There was strong support on Friday from the prime minister’s office for Finance Minister Yannis Stournaras, who came under fire from New Democracy and opposition MPs for his insistence that heating oil tax should not be reduced, despite the rise in pollution from the burning of wood, as it would encourage smuggling.
The issue of the air pollution caused by the increasing use of fireplaces by households around Greece has become a key political issue over the last few days but Stournaras insisted on Christmas Day that there was no way he would approve a reduction in the heating oil tax, which was raised in 2012 to the same level as the levy on vehicle fuel.
Instead, the government announced a series of emergency measures on Thursday, including switching off heating systems in public buildings and banning the use of diesel-powered vehicles, to combat smog over major cities when the particulate matter exceeded 150 micrograms per cubic meter.
This led to the government and Stournaras coming under a barrage of criticism on Friday.
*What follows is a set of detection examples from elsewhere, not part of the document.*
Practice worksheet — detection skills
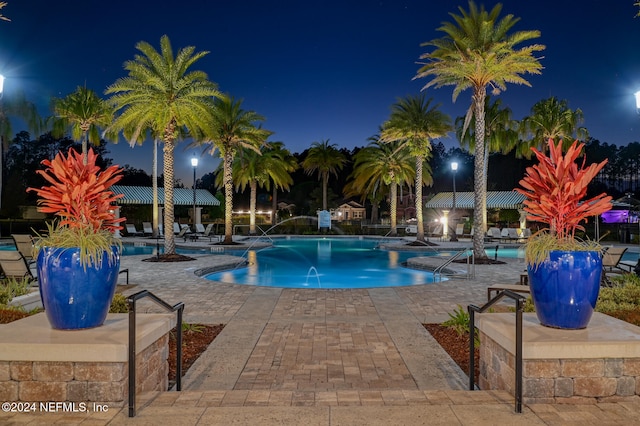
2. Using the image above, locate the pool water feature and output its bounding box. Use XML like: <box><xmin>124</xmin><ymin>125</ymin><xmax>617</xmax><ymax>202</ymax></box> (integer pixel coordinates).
<box><xmin>205</xmin><ymin>238</ymin><xmax>442</xmax><ymax>288</ymax></box>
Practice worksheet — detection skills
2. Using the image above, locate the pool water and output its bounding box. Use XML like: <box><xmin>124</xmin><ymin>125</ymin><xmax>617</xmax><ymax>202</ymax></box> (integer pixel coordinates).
<box><xmin>205</xmin><ymin>238</ymin><xmax>434</xmax><ymax>288</ymax></box>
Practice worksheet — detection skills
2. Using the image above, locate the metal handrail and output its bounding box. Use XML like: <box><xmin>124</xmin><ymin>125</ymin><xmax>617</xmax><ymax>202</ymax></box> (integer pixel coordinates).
<box><xmin>127</xmin><ymin>290</ymin><xmax>184</xmax><ymax>417</ymax></box>
<box><xmin>433</xmin><ymin>248</ymin><xmax>475</xmax><ymax>281</ymax></box>
<box><xmin>467</xmin><ymin>290</ymin><xmax>526</xmax><ymax>413</ymax></box>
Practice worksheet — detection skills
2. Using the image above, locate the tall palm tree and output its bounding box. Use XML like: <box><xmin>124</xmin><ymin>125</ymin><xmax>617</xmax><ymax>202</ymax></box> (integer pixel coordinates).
<box><xmin>106</xmin><ymin>35</ymin><xmax>220</xmax><ymax>257</ymax></box>
<box><xmin>380</xmin><ymin>93</ymin><xmax>453</xmax><ymax>244</ymax></box>
<box><xmin>0</xmin><ymin>89</ymin><xmax>44</xmax><ymax>207</ymax></box>
<box><xmin>414</xmin><ymin>1</ymin><xmax>544</xmax><ymax>259</ymax></box>
<box><xmin>302</xmin><ymin>139</ymin><xmax>347</xmax><ymax>210</ymax></box>
<box><xmin>199</xmin><ymin>96</ymin><xmax>271</xmax><ymax>244</ymax></box>
<box><xmin>267</xmin><ymin>142</ymin><xmax>299</xmax><ymax>225</ymax></box>
<box><xmin>456</xmin><ymin>96</ymin><xmax>527</xmax><ymax>223</ymax></box>
<box><xmin>51</xmin><ymin>86</ymin><xmax>113</xmax><ymax>162</ymax></box>
<box><xmin>229</xmin><ymin>142</ymin><xmax>297</xmax><ymax>234</ymax></box>
<box><xmin>345</xmin><ymin>135</ymin><xmax>416</xmax><ymax>236</ymax></box>
<box><xmin>520</xmin><ymin>96</ymin><xmax>589</xmax><ymax>153</ymax></box>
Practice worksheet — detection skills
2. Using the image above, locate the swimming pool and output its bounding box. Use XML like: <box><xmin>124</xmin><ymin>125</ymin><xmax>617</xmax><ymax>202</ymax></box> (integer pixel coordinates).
<box><xmin>204</xmin><ymin>238</ymin><xmax>434</xmax><ymax>288</ymax></box>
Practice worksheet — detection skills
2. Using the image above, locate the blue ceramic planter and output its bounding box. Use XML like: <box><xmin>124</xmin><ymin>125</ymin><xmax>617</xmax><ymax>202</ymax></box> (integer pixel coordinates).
<box><xmin>37</xmin><ymin>247</ymin><xmax>120</xmax><ymax>330</ymax></box>
<box><xmin>528</xmin><ymin>251</ymin><xmax>602</xmax><ymax>329</ymax></box>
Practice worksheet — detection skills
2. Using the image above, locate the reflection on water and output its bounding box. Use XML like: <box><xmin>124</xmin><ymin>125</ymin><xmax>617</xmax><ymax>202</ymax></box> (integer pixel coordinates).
<box><xmin>206</xmin><ymin>238</ymin><xmax>440</xmax><ymax>288</ymax></box>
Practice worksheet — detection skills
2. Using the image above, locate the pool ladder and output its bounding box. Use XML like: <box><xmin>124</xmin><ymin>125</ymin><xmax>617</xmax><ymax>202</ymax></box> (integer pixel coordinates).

SYRIZA called the coalition’s policy “barbarous” and dismissed the new anti-smog measures as “a joke.” “As long as the government does not reduce the heating oil tax and does not provide free electricity for poor households, the ‘smog of poverty’ will spread and more people will freeze,” the leftists said in a statement.
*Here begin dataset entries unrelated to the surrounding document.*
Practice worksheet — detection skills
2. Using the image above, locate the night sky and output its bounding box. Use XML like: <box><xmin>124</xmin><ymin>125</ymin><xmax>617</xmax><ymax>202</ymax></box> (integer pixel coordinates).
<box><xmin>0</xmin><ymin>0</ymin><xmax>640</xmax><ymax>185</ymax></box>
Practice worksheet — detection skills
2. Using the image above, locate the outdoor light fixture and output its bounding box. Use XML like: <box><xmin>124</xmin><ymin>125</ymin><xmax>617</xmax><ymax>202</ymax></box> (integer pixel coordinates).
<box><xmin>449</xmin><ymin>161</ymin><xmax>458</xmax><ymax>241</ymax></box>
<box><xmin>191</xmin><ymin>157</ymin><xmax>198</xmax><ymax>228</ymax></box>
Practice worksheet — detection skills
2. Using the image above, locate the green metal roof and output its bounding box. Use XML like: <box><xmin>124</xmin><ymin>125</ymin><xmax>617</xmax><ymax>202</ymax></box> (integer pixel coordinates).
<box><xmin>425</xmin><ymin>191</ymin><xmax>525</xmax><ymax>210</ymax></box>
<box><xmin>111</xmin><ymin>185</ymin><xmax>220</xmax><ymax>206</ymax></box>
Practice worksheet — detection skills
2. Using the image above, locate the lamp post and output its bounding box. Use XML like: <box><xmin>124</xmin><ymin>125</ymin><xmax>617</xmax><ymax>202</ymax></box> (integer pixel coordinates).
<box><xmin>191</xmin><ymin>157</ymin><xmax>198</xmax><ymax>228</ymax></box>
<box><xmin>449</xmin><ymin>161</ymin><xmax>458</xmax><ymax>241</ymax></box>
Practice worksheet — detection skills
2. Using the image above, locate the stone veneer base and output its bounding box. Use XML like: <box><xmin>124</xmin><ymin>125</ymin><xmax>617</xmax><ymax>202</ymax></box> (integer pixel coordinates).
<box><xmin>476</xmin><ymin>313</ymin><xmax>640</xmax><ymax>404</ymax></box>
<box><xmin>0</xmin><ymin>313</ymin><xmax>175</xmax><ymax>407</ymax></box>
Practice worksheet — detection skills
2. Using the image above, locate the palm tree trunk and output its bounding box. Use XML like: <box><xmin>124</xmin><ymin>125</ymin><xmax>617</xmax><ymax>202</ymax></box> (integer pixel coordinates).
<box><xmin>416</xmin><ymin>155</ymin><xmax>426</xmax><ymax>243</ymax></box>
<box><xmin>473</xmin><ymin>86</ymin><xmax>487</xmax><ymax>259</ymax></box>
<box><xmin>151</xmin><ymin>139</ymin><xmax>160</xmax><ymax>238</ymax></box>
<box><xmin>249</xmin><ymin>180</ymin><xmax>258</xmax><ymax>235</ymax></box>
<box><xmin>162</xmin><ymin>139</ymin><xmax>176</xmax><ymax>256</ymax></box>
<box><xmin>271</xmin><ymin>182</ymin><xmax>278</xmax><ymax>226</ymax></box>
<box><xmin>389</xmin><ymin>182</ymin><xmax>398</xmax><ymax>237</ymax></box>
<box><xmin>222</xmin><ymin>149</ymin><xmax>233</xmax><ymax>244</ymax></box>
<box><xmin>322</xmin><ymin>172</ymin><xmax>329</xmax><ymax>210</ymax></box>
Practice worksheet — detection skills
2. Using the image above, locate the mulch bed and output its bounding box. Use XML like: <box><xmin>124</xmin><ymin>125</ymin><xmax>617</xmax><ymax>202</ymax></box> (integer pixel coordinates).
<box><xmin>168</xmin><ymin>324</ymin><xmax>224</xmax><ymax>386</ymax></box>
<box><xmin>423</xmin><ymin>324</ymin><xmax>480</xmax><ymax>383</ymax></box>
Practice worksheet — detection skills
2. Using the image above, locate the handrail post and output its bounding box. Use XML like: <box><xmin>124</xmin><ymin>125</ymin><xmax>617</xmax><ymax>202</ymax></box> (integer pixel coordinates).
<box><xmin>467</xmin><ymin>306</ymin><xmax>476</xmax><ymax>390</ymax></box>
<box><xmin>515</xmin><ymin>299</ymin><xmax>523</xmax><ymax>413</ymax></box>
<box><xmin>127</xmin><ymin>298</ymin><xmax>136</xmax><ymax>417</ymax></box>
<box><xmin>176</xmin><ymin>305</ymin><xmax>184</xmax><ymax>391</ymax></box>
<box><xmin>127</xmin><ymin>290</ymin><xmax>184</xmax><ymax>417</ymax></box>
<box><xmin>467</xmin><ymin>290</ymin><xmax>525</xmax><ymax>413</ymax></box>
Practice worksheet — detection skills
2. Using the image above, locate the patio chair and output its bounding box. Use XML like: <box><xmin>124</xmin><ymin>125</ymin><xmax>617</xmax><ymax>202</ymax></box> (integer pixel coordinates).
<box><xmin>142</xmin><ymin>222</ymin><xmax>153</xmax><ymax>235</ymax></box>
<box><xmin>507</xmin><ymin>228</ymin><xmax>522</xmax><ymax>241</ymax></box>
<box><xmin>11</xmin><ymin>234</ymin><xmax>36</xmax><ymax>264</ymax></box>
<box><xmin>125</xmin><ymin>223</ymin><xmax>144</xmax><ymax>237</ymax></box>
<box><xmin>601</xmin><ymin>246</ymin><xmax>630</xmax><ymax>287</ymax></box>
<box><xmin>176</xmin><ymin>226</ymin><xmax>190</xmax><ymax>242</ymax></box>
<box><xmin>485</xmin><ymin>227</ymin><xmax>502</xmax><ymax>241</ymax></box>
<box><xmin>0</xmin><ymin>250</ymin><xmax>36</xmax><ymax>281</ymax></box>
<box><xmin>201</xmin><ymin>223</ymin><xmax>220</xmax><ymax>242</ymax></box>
Reports suggested that a number of New Democracy lawmakers were unhappy with Stournaras’s statement. Before Christmas 41 conservative MPs had asked for a reduction in heating oil tax.
“Mr Stournaras’s ignorance of danger is damaging for him and the government,” Naftemporiki newspaper quoted an experienced ND deputy as saying, without naming the MP.
The message coming out of the Maximos Mansion, however, was that Prime Minister Antonis Samaras continues to be fully behind Stournaras and backs his judgment on the issue of heating oil tax. There was, however, some regret at the premier’s office that during the Christmas Day news conference Stournaras suggested that a reduction in the levy would only benefit rich Greeks who wanted to heat their swimming pools.
Nevertheless, the government was also quick to deny rumors that Samaras would split the Finance Ministry in two, leaving Stournaras in charge of dealing with the troika and giving the other responsibilities to the prime minister’s close adviser Chrysanthos Lazaridis.
The latter said that he had no interest in undermining Stournaras. The finance minister said the speculation was “fantasy.”